Il est interdit de se servir de l’édifice consacré à un culte pour y tenir des réunions politiques.
Art. 14.
Les contraventions aux trois articles précédents sont punies d’une amende de cinquante à mille francs (50 à 1.000 fr.) et les infractions à l’article 13 peuvent être, en outre, punies d’un emprisonnement de quinze jours à trois mois.
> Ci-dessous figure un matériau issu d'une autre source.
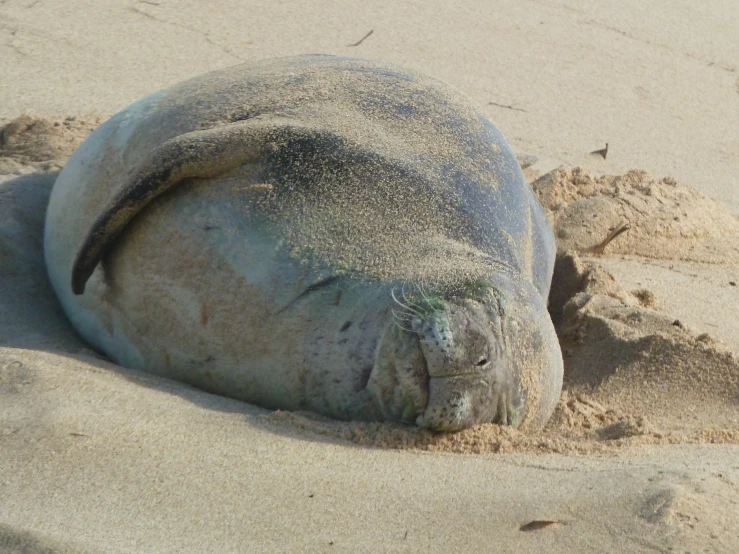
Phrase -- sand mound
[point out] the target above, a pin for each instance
(633, 374)
(667, 220)
(31, 144)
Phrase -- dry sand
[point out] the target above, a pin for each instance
(642, 453)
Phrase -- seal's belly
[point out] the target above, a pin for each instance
(218, 304)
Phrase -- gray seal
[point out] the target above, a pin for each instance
(314, 233)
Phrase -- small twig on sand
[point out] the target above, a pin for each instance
(601, 246)
(508, 107)
(538, 524)
(361, 40)
(602, 152)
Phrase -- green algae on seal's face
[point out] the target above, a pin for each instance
(447, 363)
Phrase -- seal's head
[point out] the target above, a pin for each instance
(488, 354)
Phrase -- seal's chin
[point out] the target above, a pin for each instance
(462, 401)
(408, 385)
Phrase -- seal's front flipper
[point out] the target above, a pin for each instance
(199, 154)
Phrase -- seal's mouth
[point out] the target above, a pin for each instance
(442, 373)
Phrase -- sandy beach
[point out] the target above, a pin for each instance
(642, 453)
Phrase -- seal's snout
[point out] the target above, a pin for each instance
(466, 369)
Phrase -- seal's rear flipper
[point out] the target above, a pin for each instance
(199, 154)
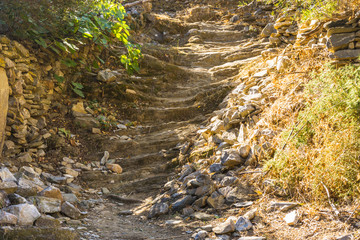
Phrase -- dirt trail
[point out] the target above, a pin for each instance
(191, 81)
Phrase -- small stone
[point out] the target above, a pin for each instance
(283, 63)
(291, 218)
(243, 224)
(116, 168)
(96, 130)
(70, 197)
(268, 30)
(6, 175)
(70, 210)
(215, 168)
(25, 213)
(173, 222)
(126, 212)
(207, 228)
(29, 172)
(104, 158)
(201, 235)
(4, 200)
(203, 216)
(70, 172)
(16, 199)
(25, 158)
(47, 205)
(53, 179)
(105, 191)
(46, 221)
(107, 75)
(227, 227)
(7, 218)
(216, 200)
(282, 206)
(51, 192)
(252, 238)
(183, 202)
(78, 110)
(231, 158)
(158, 209)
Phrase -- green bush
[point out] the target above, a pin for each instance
(324, 149)
(62, 25)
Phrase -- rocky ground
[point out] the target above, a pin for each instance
(175, 151)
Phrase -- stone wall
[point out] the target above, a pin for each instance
(29, 100)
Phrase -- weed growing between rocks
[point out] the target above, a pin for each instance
(322, 150)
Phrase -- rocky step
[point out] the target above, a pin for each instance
(218, 36)
(125, 183)
(165, 114)
(145, 159)
(144, 144)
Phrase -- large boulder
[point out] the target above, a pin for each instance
(26, 213)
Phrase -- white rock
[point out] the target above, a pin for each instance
(6, 175)
(243, 224)
(26, 213)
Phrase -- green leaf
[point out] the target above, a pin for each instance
(68, 62)
(77, 85)
(78, 92)
(60, 79)
(41, 42)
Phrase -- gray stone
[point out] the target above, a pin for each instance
(4, 200)
(158, 209)
(344, 29)
(107, 75)
(339, 41)
(70, 197)
(203, 216)
(6, 175)
(268, 30)
(46, 221)
(201, 235)
(283, 63)
(7, 218)
(87, 122)
(25, 158)
(345, 54)
(47, 205)
(25, 213)
(53, 179)
(215, 168)
(27, 188)
(228, 181)
(227, 227)
(70, 210)
(243, 224)
(244, 151)
(51, 192)
(16, 199)
(4, 98)
(29, 172)
(231, 158)
(252, 238)
(182, 203)
(291, 218)
(282, 206)
(215, 200)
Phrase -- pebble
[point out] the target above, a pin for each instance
(291, 218)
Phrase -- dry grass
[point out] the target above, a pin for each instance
(322, 140)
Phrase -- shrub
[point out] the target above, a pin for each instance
(324, 149)
(63, 25)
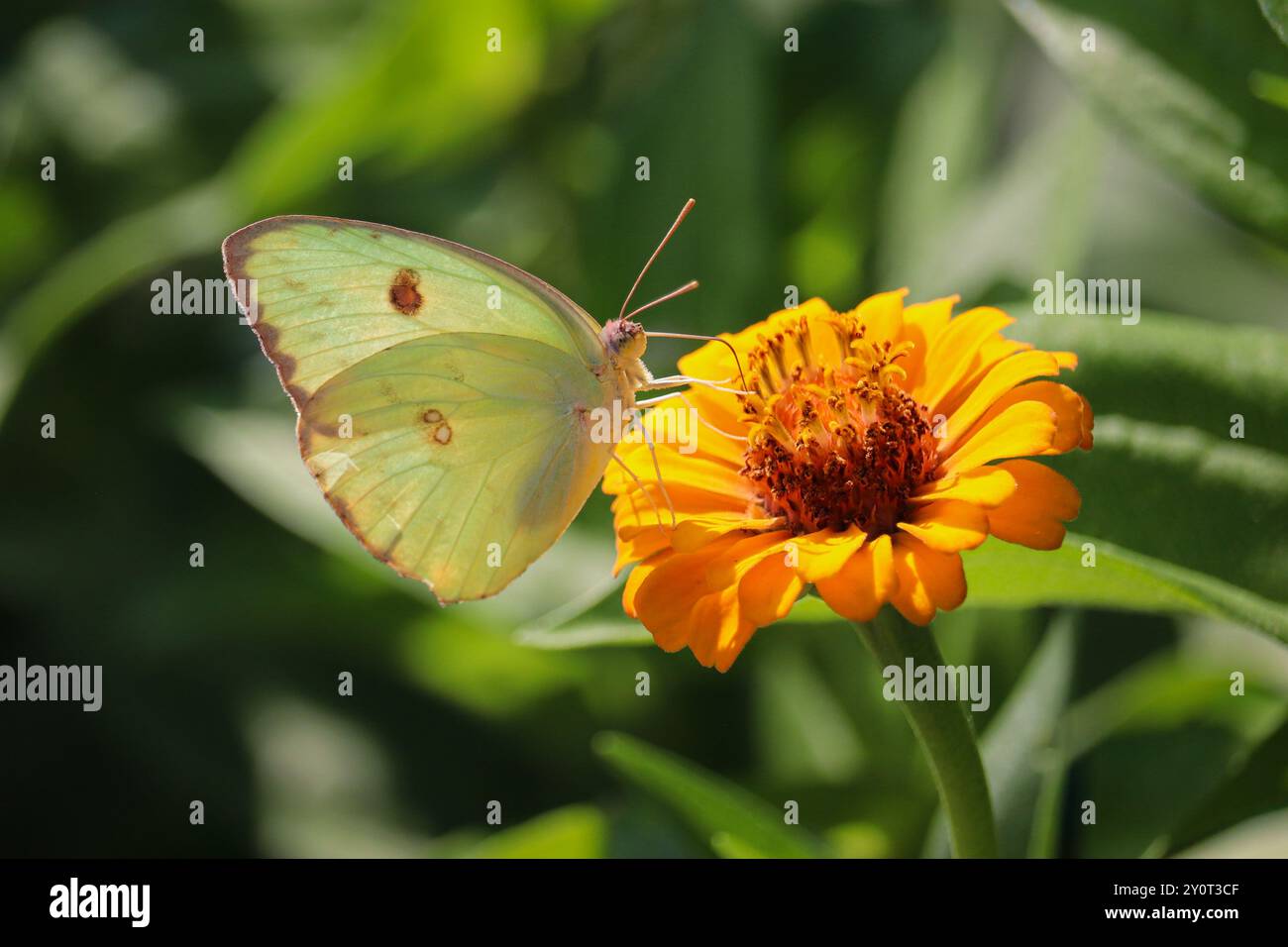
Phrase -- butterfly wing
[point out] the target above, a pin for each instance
(460, 458)
(323, 294)
(451, 437)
Sont passibles de ces peines, dans le cas des articles 12 et 13, ceux qui ont organisé la réunion, ceux qui y ont participé en qualité de ministres du culte et ceux qui ont fourni le local.
Art. 15.
Sont punis d’une amende de cent à mille francs (100 à 1.000 fr.) et d’un emprisonnement de six jours à trois mois, ou de l’une de ces deux peines seulement, ceux qui, soit par menaces ou abus d’autorité, soit en faisant craindre à autrui de perdre son emploi ou d’exposer à un dommage sa personne, sa famille ou sa fortune, auront tenté de contraindre ou d’empêcher une ou plusieurs personnes d’exercer un culte, de contribuer aux frais de ce culte, de célébrer certaines fêtes, d’observer tel ou tel jour de repos et, en conséquence, d’ouvrir ou de fermer leurs ateliers, boutiques ou magasins, et de faire ou quitter certains travaux.
Art. 16.
Seront punis des mêmes peines ceux qui auront empêché, retardé ou interrompu les exercices d’un culte par des troubles ou désordres dans un édifice consacré à ce culte conformément à la loi.